Así, Ian saltó del campanario. El viento le favorecía. La cometa debía de estar especialmente diseñada para soportar el peso de una persona, porque Ian planeó suavemente sobre el cementerio y la valla y aterrizó justo en el camino de salida.
En algún lugar, en medio de la tormenta, resonaban las sirenas de la policía. Se volvió a oír la campana; la familia Holt seguía embistiendo contra la trampilla.
—¡Mmm!
—¡Dan! —Amy se había olvidado completamente de él. La muchacha le sacó la mordaza.
—¡Ay! —se quejó él.
—Estate quieto. Tengo el antídoto.
—¡Era un farol! —protestó Dan—. Intenté decírtelo. ¡No me dio nada! No estoy envenenado.
—¿Estás seguro?
—Al cien por cien. Eso que te ha dado no sirve para nada. O tal vez sea veneno.
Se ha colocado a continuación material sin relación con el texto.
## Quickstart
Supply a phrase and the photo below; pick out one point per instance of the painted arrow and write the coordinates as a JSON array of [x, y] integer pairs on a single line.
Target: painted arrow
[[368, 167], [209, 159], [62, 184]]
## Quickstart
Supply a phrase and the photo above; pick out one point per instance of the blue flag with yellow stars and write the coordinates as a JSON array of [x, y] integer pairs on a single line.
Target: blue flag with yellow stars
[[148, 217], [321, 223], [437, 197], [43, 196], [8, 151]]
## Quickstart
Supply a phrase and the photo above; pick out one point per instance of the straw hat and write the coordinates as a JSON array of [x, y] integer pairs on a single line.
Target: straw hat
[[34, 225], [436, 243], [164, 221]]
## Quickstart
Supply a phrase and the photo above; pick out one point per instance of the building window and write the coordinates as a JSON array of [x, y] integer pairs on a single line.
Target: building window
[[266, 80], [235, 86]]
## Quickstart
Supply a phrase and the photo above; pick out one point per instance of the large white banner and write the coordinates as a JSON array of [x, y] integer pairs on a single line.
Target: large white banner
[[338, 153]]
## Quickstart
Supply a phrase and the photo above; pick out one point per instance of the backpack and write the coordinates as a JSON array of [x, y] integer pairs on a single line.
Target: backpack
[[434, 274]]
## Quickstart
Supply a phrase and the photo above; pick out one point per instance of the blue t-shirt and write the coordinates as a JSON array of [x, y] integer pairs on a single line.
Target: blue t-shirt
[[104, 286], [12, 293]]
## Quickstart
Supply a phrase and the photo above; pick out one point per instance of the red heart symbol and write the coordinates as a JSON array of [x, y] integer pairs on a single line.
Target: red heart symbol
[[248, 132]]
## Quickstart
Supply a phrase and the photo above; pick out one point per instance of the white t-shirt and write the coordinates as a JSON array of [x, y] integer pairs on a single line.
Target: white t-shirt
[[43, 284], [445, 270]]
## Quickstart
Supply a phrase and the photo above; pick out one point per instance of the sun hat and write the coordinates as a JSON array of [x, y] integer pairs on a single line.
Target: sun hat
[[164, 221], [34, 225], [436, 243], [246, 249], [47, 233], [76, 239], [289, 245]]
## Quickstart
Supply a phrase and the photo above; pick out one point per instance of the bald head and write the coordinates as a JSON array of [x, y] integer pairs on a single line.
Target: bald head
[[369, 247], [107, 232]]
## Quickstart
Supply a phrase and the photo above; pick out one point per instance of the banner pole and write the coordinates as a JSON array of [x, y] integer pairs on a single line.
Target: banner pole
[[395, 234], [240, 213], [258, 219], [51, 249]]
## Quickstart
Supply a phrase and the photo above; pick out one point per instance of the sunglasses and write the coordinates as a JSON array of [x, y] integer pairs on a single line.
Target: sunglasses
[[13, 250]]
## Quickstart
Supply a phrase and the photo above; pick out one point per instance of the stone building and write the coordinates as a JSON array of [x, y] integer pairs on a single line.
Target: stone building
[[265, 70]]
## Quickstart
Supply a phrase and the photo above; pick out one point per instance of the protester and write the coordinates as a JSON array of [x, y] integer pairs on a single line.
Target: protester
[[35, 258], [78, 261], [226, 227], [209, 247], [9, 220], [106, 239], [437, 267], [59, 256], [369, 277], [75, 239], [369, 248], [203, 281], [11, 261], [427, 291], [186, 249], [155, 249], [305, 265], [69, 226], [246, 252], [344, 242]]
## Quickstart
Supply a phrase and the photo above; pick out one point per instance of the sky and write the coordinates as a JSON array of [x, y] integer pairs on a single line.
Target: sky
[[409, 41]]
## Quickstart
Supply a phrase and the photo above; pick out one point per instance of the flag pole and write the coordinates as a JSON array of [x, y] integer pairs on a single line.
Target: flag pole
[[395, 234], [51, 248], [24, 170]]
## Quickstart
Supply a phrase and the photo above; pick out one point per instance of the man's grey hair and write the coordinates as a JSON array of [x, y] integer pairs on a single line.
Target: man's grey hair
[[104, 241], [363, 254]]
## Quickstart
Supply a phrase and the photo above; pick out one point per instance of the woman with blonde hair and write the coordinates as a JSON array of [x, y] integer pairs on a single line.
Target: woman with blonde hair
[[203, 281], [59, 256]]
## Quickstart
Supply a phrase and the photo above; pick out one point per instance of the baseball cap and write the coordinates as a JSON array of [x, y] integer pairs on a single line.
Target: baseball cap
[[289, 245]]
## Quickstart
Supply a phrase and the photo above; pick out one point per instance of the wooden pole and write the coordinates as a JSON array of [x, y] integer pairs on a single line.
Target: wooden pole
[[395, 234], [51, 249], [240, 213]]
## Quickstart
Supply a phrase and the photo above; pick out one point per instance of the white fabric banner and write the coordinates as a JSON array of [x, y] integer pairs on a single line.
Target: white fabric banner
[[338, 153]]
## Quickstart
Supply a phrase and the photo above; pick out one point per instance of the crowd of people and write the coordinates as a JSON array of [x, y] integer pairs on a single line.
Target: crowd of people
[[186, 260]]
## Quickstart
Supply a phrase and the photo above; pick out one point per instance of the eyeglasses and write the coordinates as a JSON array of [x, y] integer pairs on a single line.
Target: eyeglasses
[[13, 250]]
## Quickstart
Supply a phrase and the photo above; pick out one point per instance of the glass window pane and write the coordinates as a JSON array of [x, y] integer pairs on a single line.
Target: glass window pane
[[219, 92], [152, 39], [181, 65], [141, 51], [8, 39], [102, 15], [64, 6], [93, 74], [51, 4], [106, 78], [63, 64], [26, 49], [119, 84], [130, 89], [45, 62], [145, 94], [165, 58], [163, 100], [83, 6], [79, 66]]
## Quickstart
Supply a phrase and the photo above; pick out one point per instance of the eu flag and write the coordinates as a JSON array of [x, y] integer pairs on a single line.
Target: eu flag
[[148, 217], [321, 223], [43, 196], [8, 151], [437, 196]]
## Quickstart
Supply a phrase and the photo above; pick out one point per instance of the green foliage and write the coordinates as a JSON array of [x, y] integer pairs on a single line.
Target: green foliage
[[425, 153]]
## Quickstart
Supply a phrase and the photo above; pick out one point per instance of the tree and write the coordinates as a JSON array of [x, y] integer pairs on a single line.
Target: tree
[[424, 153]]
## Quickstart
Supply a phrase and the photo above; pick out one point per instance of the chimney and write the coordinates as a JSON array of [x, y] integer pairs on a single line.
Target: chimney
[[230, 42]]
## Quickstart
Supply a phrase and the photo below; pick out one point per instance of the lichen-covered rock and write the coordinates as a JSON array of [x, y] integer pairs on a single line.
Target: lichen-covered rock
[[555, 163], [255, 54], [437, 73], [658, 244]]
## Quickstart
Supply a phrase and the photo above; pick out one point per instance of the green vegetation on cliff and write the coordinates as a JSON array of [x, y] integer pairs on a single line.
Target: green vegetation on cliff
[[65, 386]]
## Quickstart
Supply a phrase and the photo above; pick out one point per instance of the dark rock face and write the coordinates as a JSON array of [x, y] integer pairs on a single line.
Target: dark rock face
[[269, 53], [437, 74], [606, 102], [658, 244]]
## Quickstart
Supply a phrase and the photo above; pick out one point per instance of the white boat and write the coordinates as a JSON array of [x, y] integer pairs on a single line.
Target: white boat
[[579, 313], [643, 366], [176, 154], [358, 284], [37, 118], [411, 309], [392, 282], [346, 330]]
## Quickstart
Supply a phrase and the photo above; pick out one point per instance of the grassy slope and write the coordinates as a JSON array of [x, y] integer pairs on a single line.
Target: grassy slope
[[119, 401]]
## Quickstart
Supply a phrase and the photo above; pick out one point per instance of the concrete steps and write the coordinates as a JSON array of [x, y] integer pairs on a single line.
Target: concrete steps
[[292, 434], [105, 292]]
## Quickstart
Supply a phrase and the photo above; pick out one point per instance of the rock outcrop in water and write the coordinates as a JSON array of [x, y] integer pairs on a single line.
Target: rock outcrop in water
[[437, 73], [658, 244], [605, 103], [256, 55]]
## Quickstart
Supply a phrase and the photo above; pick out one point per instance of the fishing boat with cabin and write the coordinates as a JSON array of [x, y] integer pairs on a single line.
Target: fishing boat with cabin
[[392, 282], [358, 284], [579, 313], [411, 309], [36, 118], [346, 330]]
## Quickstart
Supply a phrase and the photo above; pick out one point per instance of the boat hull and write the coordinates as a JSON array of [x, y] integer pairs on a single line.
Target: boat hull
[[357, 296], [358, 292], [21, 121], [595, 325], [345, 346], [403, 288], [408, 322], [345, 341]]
Enfadada consigo misma por ser tan estúpida, Amy tiró la jeringa al suelo, desató a Dan y lo ayudó a levantarse.
La campana de bronce se tambaleó una vez más y se movió del lugar en el que estaba. La trampilla se abrió de repente y Eisenhower Holt subió al campanario.
—Llegas tarde —le informó Dan—, se lo ha llevado Ian.
Señaló a la calle. Un taxi en el que iba Natalie Kabra se paró delante de la iglesia, Ian se subió a él y después se alejó por las calles de Montmartre.
El señor Holt gruñó.
—¡Vosotros dos pagaréis por esto! ¡Vosotros…!
Las sirenas se oían cada vez más alto. El primer coche de policía apareció de detrás de una esquina, con sus luces destellando.
—¡Papá! —se oyó la voz de Reagan desde abajo, en la escalera—, ¿qué está pasando?
Un segundo coche de policía apareció a toda velocidad, dirigiéndose hacia la iglesia.
—Nos vamos —decidió Eisenhower—. Pelotón, ¡media vuelta!
Miró por última vez a Dan y a Amy.
—La próxima vez…
Dejó la amenaza en el aire y se marchó; Amy y Dan se quedaron solos en la torre.
Amy miró hacia la lluvia y vio al tío Alistair cojeando calle abajo con un helado pegado en la parte de atrás de su traje de color cereza. Irina Spasky se tambaleaba delante de la iglesia y cuando vio a la policía, echó a correr.
—Arrêtez! —gritó un policía y dos de los hombres empezaron a seguirla. Nella estaba en la entrada del edificio con unos cuantos oficiales más. Gritaba frenéticamente en francés y señalaba la iglesia.
A pesar del caos, Amy se sentía extrañamente calmada. Su hermano estaba vivo. Habían sobrevivido a aquella noche. Había hecho exactamente lo que tenía que hacer. Su cara mostraba una sonrisa.
—¿Por qué estás tan contenta? —protestó Dan—. Acabamos de perder la segunda pista de verdad. ¡Hemos fracasado!
—No —dijo Amy—. No hemos fracasado.
Dan la miró fijamente.
—¿Ese rayo te ha chamuscado el cerebro o algo?
—Dan, el frasco no era la pista —respondió ella—, era tan sólo… bueno, no estoy segura de qué era exactamente. Un regalo de Benjamin Franklin. Algo para ayudar en la búsqueda. La verdadera pista es el papel que te has guardado en el bolsillo.